Jeudi 27 octobre, en direct à l'heur de plus grande écoute, sur les premières chaines historiques (de la télévision d'Etat et de celle d'un ami), Notre Président sera confronté au très difficile exercice d'affronter deux brillants interviewers, sélectionnés pour leur pugnacité et leut opposition systématique à l'oeuvre prsésidentielle. On peut en effet se demander, pourquoi les télévisions, indépendantes et rebelles, ont fait le choix de Jean-Pierre Pernaud et d'Yves Calvi.
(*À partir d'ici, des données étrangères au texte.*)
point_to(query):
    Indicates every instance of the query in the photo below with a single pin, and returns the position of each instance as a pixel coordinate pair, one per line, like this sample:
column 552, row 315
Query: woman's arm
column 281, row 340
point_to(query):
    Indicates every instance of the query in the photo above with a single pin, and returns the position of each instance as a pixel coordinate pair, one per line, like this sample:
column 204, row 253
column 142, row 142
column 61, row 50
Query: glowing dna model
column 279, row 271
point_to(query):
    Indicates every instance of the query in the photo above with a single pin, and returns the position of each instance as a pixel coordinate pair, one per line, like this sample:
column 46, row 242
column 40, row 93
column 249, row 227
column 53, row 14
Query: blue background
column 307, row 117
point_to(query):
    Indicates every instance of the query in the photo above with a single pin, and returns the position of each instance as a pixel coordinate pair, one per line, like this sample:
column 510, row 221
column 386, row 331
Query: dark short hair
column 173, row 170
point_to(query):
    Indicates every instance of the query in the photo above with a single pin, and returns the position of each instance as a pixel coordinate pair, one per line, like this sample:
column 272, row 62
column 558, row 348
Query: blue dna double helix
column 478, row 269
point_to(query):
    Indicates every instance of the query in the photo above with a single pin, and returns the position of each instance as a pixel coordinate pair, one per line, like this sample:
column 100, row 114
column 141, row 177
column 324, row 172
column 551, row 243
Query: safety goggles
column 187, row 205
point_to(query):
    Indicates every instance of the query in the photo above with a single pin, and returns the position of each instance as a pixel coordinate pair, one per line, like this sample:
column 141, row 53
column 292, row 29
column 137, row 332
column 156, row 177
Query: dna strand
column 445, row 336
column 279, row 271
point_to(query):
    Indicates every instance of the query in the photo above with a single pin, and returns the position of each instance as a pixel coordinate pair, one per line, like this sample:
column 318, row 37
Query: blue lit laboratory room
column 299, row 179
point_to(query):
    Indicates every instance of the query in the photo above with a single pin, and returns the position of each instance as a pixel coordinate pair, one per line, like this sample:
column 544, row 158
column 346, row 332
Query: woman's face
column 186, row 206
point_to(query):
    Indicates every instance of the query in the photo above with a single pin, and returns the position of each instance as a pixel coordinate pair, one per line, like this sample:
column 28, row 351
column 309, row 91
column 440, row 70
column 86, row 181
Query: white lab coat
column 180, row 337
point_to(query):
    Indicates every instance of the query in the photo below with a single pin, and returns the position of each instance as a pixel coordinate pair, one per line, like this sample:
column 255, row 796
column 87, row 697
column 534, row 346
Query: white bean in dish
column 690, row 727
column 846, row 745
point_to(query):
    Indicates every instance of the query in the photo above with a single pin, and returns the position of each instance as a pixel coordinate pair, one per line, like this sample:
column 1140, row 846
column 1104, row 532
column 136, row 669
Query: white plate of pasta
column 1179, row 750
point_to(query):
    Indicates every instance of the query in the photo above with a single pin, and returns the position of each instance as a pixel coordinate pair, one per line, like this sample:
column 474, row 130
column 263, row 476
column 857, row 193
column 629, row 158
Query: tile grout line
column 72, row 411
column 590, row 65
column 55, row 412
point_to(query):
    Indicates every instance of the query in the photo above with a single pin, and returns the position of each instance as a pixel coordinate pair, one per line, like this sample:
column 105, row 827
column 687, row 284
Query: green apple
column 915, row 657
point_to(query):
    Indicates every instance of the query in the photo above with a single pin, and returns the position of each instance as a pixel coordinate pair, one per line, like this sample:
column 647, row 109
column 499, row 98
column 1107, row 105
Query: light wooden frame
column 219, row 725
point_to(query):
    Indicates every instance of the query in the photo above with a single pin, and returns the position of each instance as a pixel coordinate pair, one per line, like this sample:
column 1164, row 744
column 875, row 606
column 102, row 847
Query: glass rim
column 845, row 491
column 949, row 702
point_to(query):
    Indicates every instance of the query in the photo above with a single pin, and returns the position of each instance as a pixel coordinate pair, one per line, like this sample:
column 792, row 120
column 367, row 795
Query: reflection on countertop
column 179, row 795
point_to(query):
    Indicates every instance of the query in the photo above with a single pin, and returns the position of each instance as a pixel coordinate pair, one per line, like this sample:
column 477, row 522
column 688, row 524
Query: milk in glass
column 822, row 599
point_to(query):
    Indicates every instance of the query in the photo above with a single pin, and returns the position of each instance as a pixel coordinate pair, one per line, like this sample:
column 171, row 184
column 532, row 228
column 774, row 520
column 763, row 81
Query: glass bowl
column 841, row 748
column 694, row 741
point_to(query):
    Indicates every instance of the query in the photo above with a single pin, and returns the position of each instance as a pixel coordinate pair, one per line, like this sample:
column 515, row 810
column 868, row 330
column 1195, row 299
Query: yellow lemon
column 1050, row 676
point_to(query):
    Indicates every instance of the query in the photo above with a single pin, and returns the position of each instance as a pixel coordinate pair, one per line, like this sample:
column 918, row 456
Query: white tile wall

Sans doute une nouvelle provocation du microcosme journalisto-gauchiste qui noyaute la sphère médiatique.

Nul doute cependant, que Notre Leader, en s'appuyant sur son bilan irréprochable en matière économique et sociale, ainsi que sur la transparence et l'honnêteté qui transpire de tout son gouvernement, saura, une nouvelle fois, comme jadis face à l'infâme Pujadas, se défendre de toutes les viles accusations qui ne vont pas manquer de lui être appliquées. Crise économique imaginaire, inégalités sociales fantasmées, injustices fiscales mensongères, le peuple voit de ses propores yeux les inepties de ces accusations infondées.

Faisons donc confiance à la répartie et à l'autorité naturelle de Notre Président, timonier durant la tempête, et saluons son courage de ne pas exiger des journalistes aux ordres mais plutôt de choisir des contradicteurs agressifs comme Pernaud et Calvi. Sans doute son amour inné du sport et de la joute oratoire le porte-t-il à faire ses choix, à moins que ce ne soit le respect qu'il porte, comme il en a si souvent fait la preuve, à l'indépendance de la presse. Les allégations colportées par les torchons trotskistes virtuels ne pourront pas modifier l'aura de sainteté qui entoure Notre Guide (Lien vers l'article de Mediapart).

Nous écouterons avec attention et concentration la parole présidentielle, nous la recevrons malgré le manque de respect que ne manquerons pas de montrer ces trublions de journalistes. Il serait d'ailleurs de bon ton de rétablir le ministère de l'information afin de recadrer le débat puisque le CSA ne s'attaque pas assez clairement à la racine du problème : l'omniprésence socialo-communiste sur les télévisions nationales.

Vive la France, vive Notre Président, vive l'indépendance de la presse de Notre Président!